На бесконечных наших экскурсиях «по родному краю» она показывала нам не страну, а показывала красоту. О которой отец, например, никогда не высказывался. Он говорил о том, что есть здесь и теперь, что существует здесь, у нас, в нашей стране, король Матяш, бурый уголь, мозоль на пятке, libera nos, Domine [100] Избави нас, Господи (лат.).
.
Некоторое время Папочка терпел град маминых «о!» и «ах!», но затем, вместе с Бержени, перешел в контратаку.
— О семя арпадово, Венгрии спаситель! — взревел он. Мать вопросительно: я? Отец обнял ее. — Отчего так робко на груди моей ты трепещешь, дева, отчего, скажи? — Наша мать снова скорчила вопросительную гримасу: я?

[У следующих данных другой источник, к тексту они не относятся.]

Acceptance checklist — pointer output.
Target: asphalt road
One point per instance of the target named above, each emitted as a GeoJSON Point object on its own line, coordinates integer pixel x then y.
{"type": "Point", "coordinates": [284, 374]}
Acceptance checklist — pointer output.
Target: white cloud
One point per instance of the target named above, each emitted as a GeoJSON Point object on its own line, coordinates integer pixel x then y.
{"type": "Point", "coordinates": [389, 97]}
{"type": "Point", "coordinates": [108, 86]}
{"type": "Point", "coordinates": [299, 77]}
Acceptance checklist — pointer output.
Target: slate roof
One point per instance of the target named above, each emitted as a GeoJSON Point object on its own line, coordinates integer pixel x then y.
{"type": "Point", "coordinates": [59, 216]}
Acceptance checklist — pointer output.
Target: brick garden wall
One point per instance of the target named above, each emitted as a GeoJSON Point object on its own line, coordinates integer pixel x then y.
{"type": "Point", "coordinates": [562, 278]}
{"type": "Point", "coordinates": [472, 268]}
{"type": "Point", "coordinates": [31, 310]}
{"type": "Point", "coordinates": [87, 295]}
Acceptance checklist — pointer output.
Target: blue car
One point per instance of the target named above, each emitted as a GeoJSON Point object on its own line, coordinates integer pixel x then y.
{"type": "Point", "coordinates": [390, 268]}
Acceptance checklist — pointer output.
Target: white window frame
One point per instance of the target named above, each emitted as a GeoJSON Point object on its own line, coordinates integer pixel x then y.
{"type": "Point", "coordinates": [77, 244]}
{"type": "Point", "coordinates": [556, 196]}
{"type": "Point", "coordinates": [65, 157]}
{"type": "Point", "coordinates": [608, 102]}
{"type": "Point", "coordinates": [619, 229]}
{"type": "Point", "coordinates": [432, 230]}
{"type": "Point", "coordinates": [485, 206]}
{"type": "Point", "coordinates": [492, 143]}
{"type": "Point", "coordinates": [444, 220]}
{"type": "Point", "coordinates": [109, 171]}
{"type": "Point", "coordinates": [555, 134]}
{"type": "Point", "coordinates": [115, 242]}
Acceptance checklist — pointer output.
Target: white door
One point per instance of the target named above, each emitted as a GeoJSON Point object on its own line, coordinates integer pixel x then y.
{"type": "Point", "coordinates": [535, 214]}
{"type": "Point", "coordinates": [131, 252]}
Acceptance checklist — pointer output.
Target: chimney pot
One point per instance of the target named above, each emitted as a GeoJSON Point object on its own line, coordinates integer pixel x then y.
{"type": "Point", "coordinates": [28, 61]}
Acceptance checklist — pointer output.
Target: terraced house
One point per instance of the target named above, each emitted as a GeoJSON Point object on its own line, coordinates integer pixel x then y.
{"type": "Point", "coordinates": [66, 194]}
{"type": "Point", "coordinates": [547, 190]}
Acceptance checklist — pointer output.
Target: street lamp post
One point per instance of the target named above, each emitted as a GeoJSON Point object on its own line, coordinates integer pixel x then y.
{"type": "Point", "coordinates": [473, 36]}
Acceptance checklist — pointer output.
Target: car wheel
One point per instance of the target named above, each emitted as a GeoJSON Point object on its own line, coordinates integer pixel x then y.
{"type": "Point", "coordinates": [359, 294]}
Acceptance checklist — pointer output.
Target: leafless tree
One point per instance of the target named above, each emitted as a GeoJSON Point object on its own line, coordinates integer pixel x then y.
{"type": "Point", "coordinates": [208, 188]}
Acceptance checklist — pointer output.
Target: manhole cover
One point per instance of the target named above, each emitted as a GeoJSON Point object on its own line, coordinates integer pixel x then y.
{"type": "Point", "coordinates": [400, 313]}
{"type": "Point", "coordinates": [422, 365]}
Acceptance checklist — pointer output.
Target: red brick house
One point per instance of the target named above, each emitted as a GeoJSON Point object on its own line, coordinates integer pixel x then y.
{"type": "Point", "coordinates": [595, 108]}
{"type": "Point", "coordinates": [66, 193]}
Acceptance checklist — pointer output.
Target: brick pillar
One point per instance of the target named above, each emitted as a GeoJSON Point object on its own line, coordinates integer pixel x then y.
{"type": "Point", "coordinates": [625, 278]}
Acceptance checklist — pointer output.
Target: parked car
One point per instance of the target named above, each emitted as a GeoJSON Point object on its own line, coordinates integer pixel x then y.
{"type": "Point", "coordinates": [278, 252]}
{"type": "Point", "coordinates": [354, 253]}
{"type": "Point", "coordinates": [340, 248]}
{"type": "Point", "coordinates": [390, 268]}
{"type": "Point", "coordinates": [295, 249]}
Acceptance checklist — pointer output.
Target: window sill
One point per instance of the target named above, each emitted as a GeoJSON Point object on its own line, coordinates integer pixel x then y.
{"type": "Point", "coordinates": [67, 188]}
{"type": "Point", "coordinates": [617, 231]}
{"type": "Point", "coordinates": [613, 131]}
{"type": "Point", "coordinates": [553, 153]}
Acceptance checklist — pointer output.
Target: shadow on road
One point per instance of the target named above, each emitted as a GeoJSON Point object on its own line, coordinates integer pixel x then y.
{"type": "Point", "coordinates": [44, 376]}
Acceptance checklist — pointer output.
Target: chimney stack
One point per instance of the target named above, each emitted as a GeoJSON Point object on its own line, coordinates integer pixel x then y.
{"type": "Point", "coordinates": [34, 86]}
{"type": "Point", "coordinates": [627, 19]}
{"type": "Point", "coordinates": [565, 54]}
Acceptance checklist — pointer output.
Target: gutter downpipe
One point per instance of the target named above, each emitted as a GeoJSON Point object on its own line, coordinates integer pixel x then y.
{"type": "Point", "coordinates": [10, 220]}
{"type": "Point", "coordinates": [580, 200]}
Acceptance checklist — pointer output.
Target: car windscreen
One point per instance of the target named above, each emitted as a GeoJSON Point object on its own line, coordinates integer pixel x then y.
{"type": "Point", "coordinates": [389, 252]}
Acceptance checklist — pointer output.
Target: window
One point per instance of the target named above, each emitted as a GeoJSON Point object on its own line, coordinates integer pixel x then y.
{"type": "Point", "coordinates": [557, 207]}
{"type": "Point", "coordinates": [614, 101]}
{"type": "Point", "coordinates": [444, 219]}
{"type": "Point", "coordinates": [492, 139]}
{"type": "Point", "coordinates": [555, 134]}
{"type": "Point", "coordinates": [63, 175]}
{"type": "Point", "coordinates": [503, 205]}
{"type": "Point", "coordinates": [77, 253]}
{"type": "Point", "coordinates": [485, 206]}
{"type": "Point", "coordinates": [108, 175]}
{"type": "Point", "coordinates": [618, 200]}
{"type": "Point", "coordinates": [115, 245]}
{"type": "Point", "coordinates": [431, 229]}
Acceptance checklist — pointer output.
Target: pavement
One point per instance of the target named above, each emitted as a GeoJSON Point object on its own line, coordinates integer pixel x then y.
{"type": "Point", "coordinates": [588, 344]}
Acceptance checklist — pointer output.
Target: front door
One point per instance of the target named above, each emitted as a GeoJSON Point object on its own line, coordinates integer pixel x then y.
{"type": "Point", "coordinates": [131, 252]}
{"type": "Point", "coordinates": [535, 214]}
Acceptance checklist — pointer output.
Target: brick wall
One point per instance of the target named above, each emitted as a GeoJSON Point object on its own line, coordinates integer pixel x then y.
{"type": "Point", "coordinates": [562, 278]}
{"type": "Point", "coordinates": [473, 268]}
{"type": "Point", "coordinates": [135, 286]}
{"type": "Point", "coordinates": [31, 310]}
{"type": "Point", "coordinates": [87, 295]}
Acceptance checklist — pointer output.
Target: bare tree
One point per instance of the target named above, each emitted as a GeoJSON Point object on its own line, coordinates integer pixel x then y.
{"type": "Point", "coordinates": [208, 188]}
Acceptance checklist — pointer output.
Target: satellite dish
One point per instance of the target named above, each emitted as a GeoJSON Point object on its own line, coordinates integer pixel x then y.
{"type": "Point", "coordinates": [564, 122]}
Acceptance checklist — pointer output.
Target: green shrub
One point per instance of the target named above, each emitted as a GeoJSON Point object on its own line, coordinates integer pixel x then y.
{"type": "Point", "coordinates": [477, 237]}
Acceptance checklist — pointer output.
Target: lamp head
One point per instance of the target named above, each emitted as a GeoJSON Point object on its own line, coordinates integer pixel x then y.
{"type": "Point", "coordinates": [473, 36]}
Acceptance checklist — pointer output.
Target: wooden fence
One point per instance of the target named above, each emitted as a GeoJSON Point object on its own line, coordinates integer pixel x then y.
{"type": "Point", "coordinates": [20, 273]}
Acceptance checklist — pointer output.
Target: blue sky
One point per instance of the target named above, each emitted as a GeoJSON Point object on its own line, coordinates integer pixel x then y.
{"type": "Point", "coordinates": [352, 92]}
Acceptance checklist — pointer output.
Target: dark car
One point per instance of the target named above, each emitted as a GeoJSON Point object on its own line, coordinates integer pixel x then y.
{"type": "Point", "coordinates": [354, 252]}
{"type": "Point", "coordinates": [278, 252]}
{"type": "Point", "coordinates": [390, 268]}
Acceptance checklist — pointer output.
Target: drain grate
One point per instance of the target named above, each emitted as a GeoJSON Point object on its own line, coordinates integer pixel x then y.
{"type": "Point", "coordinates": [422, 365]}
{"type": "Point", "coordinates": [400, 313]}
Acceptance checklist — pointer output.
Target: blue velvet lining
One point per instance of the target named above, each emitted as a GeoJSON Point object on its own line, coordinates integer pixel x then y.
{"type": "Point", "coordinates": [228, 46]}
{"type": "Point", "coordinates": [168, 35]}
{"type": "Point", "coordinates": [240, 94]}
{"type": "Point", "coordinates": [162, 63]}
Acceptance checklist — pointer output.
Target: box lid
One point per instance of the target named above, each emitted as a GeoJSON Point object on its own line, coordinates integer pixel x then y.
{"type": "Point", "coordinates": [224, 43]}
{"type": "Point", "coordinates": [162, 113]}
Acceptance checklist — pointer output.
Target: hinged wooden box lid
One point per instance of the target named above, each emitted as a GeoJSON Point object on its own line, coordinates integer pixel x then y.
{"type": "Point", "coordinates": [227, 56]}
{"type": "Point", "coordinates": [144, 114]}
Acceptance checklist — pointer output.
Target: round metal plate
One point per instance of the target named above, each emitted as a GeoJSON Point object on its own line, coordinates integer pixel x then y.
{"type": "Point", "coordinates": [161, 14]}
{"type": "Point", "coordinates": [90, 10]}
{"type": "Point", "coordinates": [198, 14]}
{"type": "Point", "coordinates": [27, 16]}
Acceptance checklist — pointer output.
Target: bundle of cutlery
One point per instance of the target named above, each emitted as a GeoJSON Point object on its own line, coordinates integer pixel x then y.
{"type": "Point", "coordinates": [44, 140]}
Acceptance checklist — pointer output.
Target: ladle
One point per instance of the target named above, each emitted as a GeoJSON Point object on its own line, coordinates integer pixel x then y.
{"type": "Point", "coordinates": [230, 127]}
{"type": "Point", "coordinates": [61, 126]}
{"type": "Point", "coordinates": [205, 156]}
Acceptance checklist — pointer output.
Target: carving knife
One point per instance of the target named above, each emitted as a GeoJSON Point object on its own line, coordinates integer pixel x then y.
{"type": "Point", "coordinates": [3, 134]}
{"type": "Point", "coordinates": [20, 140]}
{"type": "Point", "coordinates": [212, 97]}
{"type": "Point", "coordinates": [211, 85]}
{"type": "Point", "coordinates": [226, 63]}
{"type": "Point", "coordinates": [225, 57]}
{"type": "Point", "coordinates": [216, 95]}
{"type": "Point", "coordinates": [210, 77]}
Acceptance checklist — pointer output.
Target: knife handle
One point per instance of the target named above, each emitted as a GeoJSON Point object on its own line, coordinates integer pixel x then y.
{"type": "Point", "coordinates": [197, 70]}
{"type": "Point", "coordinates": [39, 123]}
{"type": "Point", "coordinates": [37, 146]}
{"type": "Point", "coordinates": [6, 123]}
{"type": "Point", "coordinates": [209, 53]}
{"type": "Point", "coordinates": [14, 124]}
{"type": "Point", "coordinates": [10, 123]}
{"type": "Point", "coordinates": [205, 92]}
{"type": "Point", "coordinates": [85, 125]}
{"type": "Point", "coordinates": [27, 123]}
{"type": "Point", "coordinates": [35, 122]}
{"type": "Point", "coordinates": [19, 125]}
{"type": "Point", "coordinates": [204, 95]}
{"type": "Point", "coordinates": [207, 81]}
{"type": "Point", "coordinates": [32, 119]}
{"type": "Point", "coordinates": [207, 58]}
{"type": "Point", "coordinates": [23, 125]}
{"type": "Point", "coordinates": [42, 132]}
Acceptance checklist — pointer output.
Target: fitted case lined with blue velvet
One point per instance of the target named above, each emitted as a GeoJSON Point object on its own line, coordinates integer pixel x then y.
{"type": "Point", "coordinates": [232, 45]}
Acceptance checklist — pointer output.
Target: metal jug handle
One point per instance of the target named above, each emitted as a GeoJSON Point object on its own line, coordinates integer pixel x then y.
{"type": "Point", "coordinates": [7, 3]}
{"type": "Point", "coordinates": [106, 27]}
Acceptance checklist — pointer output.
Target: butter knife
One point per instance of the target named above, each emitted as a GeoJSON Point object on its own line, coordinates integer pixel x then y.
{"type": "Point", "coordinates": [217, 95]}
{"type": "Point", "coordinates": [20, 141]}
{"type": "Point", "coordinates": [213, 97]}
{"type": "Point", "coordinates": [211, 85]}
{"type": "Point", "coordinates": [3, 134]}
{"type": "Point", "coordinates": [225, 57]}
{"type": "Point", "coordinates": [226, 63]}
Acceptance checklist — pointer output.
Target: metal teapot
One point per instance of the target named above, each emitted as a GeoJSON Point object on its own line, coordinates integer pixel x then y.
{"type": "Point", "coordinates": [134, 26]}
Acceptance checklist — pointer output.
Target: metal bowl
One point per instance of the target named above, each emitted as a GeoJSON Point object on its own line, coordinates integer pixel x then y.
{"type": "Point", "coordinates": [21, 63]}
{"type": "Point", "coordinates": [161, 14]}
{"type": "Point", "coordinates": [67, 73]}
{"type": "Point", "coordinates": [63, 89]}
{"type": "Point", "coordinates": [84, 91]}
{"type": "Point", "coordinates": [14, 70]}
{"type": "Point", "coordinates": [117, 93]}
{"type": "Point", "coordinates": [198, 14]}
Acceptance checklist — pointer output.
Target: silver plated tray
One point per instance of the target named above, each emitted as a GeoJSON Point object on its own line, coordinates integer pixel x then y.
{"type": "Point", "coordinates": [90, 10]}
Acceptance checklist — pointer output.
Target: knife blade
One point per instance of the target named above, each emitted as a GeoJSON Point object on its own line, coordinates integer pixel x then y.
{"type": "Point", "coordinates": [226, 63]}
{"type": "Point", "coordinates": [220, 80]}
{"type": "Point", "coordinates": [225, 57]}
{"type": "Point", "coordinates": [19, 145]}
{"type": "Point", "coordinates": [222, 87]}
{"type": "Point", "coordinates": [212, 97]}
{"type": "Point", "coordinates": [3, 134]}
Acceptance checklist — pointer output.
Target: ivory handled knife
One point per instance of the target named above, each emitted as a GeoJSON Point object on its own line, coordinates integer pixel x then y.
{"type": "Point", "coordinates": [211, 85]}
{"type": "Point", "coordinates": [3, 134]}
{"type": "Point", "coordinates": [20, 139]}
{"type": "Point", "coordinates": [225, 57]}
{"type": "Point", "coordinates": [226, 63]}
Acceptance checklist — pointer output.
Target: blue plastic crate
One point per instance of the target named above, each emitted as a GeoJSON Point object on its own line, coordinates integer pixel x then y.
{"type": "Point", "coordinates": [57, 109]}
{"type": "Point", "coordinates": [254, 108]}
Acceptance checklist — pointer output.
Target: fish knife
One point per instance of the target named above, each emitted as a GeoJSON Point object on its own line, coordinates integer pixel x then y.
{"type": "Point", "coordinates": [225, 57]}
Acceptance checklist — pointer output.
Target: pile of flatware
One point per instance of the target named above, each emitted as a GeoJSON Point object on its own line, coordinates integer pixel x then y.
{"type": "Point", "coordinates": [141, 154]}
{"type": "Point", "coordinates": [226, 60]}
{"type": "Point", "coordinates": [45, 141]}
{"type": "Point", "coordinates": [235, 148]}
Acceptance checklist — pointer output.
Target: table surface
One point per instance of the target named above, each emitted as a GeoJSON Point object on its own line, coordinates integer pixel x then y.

Наконец, поплутав по окрестностям, мы поднялись к развалинам крепости; овладеть ею когда-то было действительно нелегко, но теперь она была в полной власти сорняков и социализма. Кое-где торчали чахлые деревца акации, больше похожие на кусты, да слепленные абы как неприветливые постройки Государственного бюро путешествий. Наш отец повел нас на самую высокую стену: с одной стороны — жуткий гибрид, картины разрушения и жалкого чахлого роста, с другой, перед нами, у нас под ногами — широкая обезоруживающая панорама Задунайского края, исчерченный гибкими мягкими линиями пейзаж, богатый распахнутый вид Паннонии: казалось, природу нельзя ни испортить, ни экспроприировать, ни захватить. Казалось, что край этот до сих пор принадлежит нам, а не коммунистам.
Эту ширь и богатство и показывал наш веселый отец.
— Всему, увы, один конец сужден! — Тут мы обернулись к руинам крепости и хилым строениям бюро путешествий. Отец раздраженно махнул рукой. — Повторяю, — на этот раз он широким жестом показал, куда мы должны смотреть. — Всему, увы, один конец сужден! — Он победно оглянулся, проверить, смотрим ли мы на прекрасный и кажущийся неразрушимым край. — Сметает все железною рукою Владыка Время: вольный Илион и Карфаген спесивый равно пали, в руинах Рим и древний Вавилон.